Monday, December 21, 2009

Something's Fishy

Every weekend, my roommates and I try to do something “touristy.” And every weekend, we end up getting lost.

Not this time.

The moment we exited Noryangjin subway station, the smell of fish and saltwater guided us over a bridge and down two flights of stairs—into the largest seafood market in Seoul.


There, hundreds of fishmongers and women dressed in aprons and rubber boots greeted us in Korean and in English, trying to sell their fresh catches of the day.

Flounder, snapper, squid, sea cucumbers, giant prawns, sea squirts, monster crabs and every kind of shellfish imaginable were displayed in neat little rows and pristine fish tanks. Some were even shoved in our faces—a sales tactic that didn’t fare too well with my vegan sister.

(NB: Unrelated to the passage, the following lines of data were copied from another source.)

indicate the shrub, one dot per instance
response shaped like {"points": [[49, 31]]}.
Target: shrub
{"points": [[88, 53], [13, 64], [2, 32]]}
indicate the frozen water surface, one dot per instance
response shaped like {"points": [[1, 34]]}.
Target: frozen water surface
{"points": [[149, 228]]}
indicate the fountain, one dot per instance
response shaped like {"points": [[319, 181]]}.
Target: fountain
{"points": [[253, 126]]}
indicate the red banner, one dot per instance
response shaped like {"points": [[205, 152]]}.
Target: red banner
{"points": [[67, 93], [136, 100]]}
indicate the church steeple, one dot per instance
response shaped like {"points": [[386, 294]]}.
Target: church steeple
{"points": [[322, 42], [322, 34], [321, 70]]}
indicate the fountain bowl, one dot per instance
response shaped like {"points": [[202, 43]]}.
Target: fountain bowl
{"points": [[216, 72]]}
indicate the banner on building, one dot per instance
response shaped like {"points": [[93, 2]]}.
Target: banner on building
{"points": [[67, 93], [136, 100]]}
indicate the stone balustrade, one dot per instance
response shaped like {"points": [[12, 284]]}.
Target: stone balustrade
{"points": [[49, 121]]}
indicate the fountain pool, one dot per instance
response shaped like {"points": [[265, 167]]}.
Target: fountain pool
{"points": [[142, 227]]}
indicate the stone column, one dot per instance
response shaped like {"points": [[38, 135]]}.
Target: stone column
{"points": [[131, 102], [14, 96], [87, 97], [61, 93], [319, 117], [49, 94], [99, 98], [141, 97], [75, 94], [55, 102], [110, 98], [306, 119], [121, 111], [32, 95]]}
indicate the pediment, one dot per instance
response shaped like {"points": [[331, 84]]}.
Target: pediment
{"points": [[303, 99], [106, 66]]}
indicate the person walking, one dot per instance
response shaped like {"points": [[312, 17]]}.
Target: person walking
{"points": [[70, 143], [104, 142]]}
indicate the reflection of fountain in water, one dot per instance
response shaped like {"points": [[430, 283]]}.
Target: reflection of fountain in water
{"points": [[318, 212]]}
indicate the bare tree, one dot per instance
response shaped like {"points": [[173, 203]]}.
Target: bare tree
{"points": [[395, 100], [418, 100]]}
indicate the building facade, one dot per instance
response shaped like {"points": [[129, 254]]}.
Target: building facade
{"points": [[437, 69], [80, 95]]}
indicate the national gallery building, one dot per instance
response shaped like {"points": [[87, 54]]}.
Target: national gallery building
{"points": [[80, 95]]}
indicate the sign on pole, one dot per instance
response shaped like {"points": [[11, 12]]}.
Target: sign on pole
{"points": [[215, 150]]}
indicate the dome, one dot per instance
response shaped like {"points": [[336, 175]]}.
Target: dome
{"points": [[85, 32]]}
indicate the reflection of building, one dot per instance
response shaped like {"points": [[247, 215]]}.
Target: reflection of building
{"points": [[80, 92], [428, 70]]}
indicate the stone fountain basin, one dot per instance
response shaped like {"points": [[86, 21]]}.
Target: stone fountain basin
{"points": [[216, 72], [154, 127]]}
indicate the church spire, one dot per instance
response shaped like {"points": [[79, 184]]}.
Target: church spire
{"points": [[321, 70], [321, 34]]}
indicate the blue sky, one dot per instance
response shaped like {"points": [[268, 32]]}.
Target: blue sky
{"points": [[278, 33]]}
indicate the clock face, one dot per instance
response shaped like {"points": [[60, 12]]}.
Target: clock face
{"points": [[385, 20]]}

She wasn’t fond of the man who bludgeoned the fish we chose for lunch, either.

Call me inhumane, but the sight of blood running down the flounder’s scales didn’t stop me from watching the monger slice it into sashimi. Nor did it stop me from dipping it into a homemade garlic chili sauce and picking its bones out of the soup they made with its carcass.

Barbaric? A tad. But boy, was it delicious.





Wednesday, December 2, 2009

Welcome to the Circus

“Step right up, ladies and gentlemen… I have a special treat for you this evening. All the way from Florida, U.S.A., I bring you (insert drum roll) not one, but two, blond-haired, green-eyed white people!”

I imagined the Korean man with his face pressed against the window of Starbucks would have said this if he spoke English.

But instead, just a deer-in-the-headlights stare—from him and about 20 others walking the streets of Myeong-dong.

My sister and I tried to focus our attention on each other, and our soy lattes, as cameras flashed and fingers pointed. But being a pseudo-celebrity is not as easy as US Weekly would have you believe.

So we laughed. Uncontrollably.

Three months of ogling and I still can’t get used to it. Nor can I understand why Koreans find it so unbelievable that a white American woman would take up residence in their country.

But it’s flattering, really. Well, besides the whole feeling-like-a-sideshow-freak thing.